I fully support ensuring that all veterans are able to access care they need and deserve, and support veterans seeking private care should it be medically necessary or if the quality of private care exceeds that of VA care. However, I share the concerns of a number of veteran service organizations (VSOs) who are worried that increasing the pool of veterans eligible for private care will come at the expense of traditional VA care. I have also heard from my constituents who are concerned that this approach risks a slippery slope towards privatization. That outcome is unacceptable.
To this end, I am seeking answers to questions about the financial impacts of the proposed access standards and want to ensure that the VA remains able to provide care for veterans.

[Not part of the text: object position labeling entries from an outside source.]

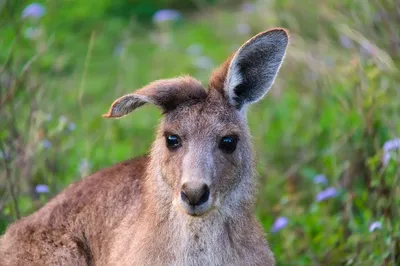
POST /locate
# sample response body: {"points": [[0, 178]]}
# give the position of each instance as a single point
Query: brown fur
{"points": [[133, 214]]}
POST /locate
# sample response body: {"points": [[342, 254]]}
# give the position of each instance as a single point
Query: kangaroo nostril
{"points": [[194, 193], [205, 195]]}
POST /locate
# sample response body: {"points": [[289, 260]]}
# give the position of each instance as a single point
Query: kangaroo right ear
{"points": [[166, 93], [248, 76]]}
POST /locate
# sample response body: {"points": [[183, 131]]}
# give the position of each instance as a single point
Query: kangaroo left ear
{"points": [[254, 66]]}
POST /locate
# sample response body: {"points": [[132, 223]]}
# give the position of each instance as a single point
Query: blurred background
{"points": [[326, 136]]}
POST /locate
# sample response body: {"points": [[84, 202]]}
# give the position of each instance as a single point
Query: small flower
{"points": [[42, 189], [46, 144], [63, 120], [280, 223], [393, 144], [248, 7], [330, 192], [375, 226], [166, 15], [71, 126], [366, 48], [203, 62], [34, 10], [243, 29], [32, 33], [118, 49], [320, 179], [194, 49], [49, 117], [346, 42]]}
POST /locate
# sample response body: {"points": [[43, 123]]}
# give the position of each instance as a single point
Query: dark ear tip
{"points": [[279, 32]]}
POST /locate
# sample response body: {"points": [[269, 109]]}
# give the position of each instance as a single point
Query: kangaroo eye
{"points": [[173, 141], [228, 143]]}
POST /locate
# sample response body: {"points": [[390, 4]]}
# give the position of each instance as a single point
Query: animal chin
{"points": [[195, 211]]}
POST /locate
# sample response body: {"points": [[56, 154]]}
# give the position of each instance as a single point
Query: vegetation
{"points": [[327, 135]]}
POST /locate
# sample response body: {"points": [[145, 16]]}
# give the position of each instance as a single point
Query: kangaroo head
{"points": [[202, 155]]}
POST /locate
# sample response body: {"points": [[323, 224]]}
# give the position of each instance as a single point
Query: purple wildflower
{"points": [[71, 126], [280, 223], [34, 10], [42, 189], [367, 49], [320, 179], [166, 15], [330, 192], [346, 42], [63, 120], [32, 33], [118, 49], [243, 28], [46, 144], [248, 7], [375, 226], [389, 145]]}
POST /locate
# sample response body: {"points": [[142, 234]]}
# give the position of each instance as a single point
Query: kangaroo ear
{"points": [[166, 93], [253, 68]]}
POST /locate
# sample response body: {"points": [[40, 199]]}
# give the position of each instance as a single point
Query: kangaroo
{"points": [[189, 202]]}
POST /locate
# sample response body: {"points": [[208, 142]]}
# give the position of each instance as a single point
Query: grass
{"points": [[333, 107]]}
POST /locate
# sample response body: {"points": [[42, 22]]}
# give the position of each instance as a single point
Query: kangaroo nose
{"points": [[194, 193]]}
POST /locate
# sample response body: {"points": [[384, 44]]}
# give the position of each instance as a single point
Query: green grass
{"points": [[334, 105]]}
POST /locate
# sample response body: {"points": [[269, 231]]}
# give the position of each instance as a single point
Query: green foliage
{"points": [[334, 106]]}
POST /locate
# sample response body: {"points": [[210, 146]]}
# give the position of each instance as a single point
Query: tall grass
{"points": [[323, 126]]}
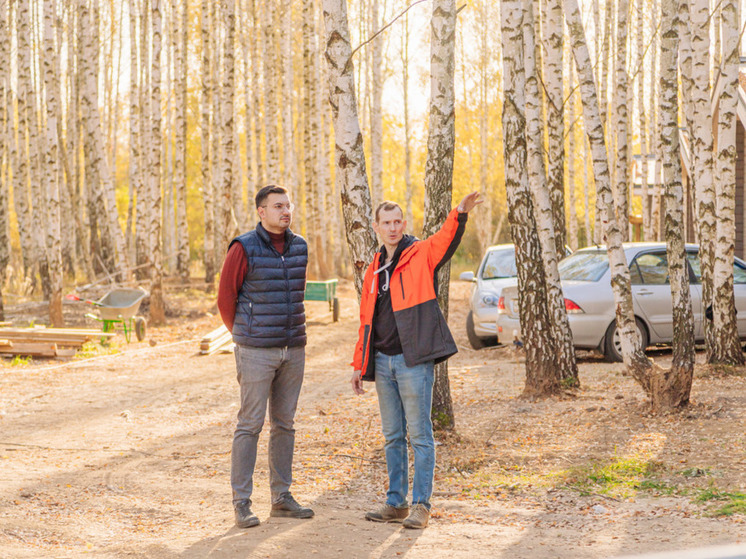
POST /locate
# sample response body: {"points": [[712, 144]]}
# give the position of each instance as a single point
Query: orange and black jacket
{"points": [[423, 331]]}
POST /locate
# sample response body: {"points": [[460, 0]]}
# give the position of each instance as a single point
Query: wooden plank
{"points": [[221, 341], [40, 349], [215, 334]]}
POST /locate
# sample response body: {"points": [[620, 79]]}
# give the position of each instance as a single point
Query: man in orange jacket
{"points": [[402, 335]]}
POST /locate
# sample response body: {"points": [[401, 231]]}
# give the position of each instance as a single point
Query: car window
{"points": [[693, 258], [739, 272], [584, 266], [653, 268], [500, 264], [634, 274]]}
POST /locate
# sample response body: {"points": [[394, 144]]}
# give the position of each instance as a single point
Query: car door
{"points": [[652, 293]]}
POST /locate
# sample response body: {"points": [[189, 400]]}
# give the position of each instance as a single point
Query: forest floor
{"points": [[128, 455]]}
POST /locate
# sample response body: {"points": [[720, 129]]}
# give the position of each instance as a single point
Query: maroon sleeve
{"points": [[231, 280]]}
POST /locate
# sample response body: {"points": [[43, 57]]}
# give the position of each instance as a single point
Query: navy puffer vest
{"points": [[269, 310]]}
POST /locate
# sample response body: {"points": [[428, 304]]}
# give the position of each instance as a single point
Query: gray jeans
{"points": [[271, 375]]}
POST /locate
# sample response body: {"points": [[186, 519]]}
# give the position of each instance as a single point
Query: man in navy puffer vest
{"points": [[261, 302]]}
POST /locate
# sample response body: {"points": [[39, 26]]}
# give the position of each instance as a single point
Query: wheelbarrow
{"points": [[119, 306]]}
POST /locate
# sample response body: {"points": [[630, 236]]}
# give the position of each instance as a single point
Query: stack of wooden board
{"points": [[217, 340], [46, 342]]}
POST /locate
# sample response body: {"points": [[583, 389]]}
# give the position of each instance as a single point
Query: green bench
{"points": [[324, 291]]}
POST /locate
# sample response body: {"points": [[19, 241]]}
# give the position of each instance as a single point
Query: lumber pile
{"points": [[46, 342], [217, 340]]}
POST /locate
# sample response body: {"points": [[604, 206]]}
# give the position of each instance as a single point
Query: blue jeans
{"points": [[271, 377], [405, 396]]}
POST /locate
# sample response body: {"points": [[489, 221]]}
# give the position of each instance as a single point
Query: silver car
{"points": [[496, 270], [589, 300]]}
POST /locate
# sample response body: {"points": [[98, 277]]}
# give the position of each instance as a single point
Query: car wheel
{"points": [[475, 341], [613, 341]]}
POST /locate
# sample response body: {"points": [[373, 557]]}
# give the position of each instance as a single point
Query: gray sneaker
{"points": [[244, 517], [289, 508], [387, 513], [418, 518]]}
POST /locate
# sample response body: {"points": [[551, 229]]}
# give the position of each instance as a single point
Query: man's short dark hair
{"points": [[264, 193], [387, 206]]}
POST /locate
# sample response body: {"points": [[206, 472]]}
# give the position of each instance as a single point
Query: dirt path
{"points": [[128, 456]]}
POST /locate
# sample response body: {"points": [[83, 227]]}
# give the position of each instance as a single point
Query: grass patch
{"points": [[96, 349], [621, 479], [728, 503], [20, 361]]}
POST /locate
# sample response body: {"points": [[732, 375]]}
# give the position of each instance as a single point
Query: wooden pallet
{"points": [[46, 342], [217, 340]]}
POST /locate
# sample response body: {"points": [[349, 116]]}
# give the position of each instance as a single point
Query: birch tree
{"points": [[553, 37], [228, 228], [270, 81], [349, 157], [98, 173], [182, 230], [558, 342], [634, 358], [727, 347], [205, 145], [21, 190], [621, 122], [157, 304], [673, 389], [702, 153], [408, 213], [441, 139], [540, 371], [642, 117], [51, 174], [376, 109], [5, 151]]}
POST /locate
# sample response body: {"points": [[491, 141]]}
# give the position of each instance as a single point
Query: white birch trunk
{"points": [[51, 174], [535, 324], [559, 342], [727, 347], [182, 229], [208, 198], [5, 150], [672, 390], [408, 212], [271, 125], [21, 188], [157, 305], [632, 353], [349, 157], [553, 32], [376, 110], [641, 100], [227, 224], [101, 181], [621, 123], [441, 139], [290, 176], [702, 152], [256, 88]]}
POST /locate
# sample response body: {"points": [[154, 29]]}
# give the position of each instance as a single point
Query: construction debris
{"points": [[220, 340], [46, 342]]}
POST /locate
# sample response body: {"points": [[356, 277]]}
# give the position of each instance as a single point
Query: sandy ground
{"points": [[128, 455]]}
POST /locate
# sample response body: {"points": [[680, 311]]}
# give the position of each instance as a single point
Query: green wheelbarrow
{"points": [[120, 306]]}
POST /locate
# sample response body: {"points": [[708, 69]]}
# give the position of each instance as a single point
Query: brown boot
{"points": [[418, 518], [387, 513]]}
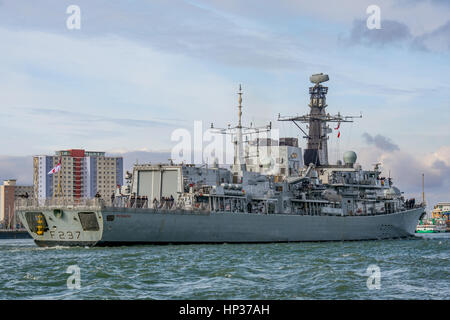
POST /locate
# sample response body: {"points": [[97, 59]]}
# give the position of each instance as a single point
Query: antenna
{"points": [[423, 188], [239, 165], [317, 119]]}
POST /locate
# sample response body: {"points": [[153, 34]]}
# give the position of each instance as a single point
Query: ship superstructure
{"points": [[181, 203]]}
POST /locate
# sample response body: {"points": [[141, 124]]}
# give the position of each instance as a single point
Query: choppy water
{"points": [[410, 269]]}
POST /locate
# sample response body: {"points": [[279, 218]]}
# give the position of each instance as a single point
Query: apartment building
{"points": [[83, 174]]}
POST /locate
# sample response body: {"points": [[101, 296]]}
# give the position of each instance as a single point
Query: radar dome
{"points": [[319, 78], [350, 157]]}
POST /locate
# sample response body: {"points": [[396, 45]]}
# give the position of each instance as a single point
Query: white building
{"points": [[83, 174]]}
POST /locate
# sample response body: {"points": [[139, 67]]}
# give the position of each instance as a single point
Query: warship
{"points": [[186, 203]]}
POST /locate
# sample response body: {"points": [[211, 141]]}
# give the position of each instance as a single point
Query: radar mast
{"points": [[316, 151]]}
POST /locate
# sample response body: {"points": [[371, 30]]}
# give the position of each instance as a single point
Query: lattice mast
{"points": [[316, 151]]}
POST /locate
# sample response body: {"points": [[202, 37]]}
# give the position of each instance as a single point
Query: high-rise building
{"points": [[9, 192], [83, 174]]}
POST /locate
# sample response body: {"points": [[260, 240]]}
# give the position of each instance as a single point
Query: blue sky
{"points": [[137, 70]]}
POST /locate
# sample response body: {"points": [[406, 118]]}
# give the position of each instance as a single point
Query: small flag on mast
{"points": [[57, 168]]}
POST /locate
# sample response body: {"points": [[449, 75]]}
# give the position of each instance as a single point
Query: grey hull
{"points": [[119, 226], [177, 227]]}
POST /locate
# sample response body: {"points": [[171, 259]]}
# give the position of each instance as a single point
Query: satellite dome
{"points": [[349, 157]]}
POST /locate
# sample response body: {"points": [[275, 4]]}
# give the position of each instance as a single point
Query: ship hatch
{"points": [[88, 221], [33, 221]]}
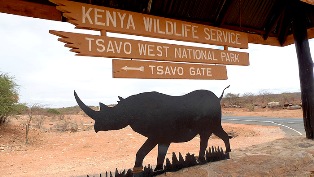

- Please provide an estimate for how much it will cost to provide private care under the proposed access standards for the Care in the Community Program over the next five years.
- Will the VA prioritize funding the Care in the Community Program over traditional VA care? How will you ensure that Care in the Community funding will not be diverted from the VA?
- Have you done an evaluation of the impact on funding for traditional VA care? If so, please provide me with that information.
- If an evaluation has not been conducted, will you commit to publishing an evaluation of the impact?
- That evaluation should include the amount of funds that would be diverted from the Veterans Health Administration to pay for the Care in the Community Program and what services would be eliminated from VA care to fund the Care in the Community Program.
- Have you negotiated a fee schedule with private providers to ensure that taxpayers are not subsidizing private care at exorbitant prices? What cost controls are in place to prevent cost overrun?
I look forward to answers to my questions, and working with you to ensure our nation’s veterans receive the best care they deserve while upholding your commitment not to privatize the VA. Thank you for your prompt attention to this matter.